On the plus side, all their yarns are on sale until the 17th. I’ve been jonesing for more self-striping accessory yarns as I deplete my Boku and Noro stash. Here are some stripy patterns I’ve been wanting to make:

– This Butterfly Hat looks great in self-striping yarns (Ravelry link here)

– I’m planning a Clapotis in Rowan Tapestry in Whirlpool, just like Goldtop or Kate’s

– I want to make a two-color brioche scarf with a self-striping yarn as one of the colors. Perhaps the leftover chocolate brown from my hats with the blue/purple/green skein of Plymouth Boku I have left over? (I certainly don’t remember buying that much, but it’s lovely stuff)

– I just made a really nice and addictive Kureopatora’s Scarf with Boku in shades of red. However, I think it would look even more striking in a yarn with fewer colors, such as Patons SWS in Natural Slate.

– One of these days, Lizard Ridge will be mine.

– The latest cover pattern for Yarn Forward was the cute Miss Potter fingerless mitts with a chevron pattern, knit in Rowan Tapestry.

– And I do want to make another Unicorn Pegasus Rainbow scarf for myself, perhaps in slightly less Frankian colors this time.

Have I mentioned before how much I love striped scarves, especially manually striping self-striping yarns?

All scarves have 2-row stripes with the unused color carried up the side. From left to right:

WIP: Earth and Ocean bias stripe scarf. Misti Alpaca Chunky in Peacock Melange and Natural Brown, on size 10.5 needles, garter stitch on the bias.

FO: 1×1 rib striped scarf in Plymouth Boku.

FO: Forest Rib scarf.

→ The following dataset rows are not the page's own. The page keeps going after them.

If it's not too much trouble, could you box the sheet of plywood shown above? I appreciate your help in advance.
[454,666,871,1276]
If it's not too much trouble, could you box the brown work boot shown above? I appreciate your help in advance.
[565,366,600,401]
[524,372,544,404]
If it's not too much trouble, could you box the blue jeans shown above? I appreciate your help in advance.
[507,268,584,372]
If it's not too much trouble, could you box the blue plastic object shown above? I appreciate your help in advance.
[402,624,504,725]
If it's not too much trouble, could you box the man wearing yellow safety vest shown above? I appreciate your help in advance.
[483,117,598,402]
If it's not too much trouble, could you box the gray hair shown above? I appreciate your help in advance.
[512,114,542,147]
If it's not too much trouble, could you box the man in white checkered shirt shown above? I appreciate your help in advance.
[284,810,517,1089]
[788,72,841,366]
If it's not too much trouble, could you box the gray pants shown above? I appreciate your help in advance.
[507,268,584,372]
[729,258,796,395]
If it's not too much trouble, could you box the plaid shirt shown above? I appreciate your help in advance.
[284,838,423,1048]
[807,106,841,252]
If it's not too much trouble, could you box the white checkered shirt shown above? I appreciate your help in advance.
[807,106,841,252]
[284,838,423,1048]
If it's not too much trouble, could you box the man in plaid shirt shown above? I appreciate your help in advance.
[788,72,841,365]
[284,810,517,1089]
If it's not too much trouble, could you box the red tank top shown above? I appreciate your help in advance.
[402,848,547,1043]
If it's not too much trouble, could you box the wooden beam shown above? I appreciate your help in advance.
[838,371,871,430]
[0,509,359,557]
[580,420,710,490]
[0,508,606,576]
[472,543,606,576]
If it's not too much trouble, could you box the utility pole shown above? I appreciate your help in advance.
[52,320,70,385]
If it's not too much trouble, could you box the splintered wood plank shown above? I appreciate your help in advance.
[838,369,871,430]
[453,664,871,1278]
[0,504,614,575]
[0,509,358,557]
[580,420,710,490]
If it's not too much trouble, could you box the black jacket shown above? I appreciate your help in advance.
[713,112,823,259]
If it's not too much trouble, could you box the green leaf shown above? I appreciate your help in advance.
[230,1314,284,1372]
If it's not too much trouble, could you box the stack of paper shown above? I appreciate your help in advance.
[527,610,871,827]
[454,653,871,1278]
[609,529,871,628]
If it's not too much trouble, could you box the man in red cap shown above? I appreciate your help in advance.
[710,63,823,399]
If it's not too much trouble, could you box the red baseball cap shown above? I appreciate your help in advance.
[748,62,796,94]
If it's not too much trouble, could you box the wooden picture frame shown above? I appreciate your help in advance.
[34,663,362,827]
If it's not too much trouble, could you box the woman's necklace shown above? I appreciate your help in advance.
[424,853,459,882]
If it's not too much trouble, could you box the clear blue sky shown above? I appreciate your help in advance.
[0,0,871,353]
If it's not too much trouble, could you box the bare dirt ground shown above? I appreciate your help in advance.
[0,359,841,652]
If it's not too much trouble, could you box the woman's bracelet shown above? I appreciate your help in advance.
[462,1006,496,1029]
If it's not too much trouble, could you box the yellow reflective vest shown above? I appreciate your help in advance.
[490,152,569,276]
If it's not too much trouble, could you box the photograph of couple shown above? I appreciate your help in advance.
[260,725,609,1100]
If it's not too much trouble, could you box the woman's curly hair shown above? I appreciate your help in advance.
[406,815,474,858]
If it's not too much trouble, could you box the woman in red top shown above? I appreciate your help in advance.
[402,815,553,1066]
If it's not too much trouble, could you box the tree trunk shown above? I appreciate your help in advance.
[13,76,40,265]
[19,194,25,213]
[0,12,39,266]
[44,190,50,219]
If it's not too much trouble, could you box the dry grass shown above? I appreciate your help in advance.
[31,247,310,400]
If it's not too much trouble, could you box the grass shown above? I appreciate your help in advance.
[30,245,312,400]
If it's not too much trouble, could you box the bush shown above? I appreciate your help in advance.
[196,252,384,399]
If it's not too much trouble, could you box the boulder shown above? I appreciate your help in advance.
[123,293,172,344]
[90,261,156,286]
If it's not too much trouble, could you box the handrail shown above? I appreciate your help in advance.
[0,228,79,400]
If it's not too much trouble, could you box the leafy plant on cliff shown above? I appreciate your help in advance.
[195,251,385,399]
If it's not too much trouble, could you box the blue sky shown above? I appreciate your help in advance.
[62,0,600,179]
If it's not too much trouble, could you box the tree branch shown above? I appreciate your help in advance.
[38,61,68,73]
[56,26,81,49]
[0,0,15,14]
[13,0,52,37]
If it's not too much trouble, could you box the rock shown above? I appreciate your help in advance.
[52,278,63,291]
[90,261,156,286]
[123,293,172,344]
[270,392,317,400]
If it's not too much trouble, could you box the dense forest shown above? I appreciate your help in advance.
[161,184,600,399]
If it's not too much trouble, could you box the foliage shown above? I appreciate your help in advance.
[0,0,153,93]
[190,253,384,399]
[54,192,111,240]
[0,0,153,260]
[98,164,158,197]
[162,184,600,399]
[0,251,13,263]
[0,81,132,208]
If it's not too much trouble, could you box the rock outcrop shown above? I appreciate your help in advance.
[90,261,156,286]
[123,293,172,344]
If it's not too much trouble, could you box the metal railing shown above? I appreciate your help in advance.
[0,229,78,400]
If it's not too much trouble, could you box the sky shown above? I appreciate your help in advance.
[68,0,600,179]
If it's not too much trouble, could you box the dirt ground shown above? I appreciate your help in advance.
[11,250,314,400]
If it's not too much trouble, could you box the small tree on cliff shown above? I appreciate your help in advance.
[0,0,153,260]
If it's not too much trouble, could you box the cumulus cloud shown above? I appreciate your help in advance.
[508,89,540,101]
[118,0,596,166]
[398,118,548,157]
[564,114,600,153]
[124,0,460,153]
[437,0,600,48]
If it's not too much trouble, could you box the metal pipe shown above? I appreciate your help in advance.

Plymouth Boku in mistake rib.

FO: Child’s Rainbow Scarf. Patons SWS in Natural Plum and Natural Navy in mistake rib, pattern from Last Minute Knitted Gifts.

More photos of these in my Flickr or on my Ravelry pages. Let me know if you want the colorways or other specs on these scarves.

Up above: Two skeins of Noro for yet another striped scarf.

Also, here’s my cute little fork deer. Isn’t he the best?

As you can see, I finally have my camera back, and I’ll have more projects to show you soon!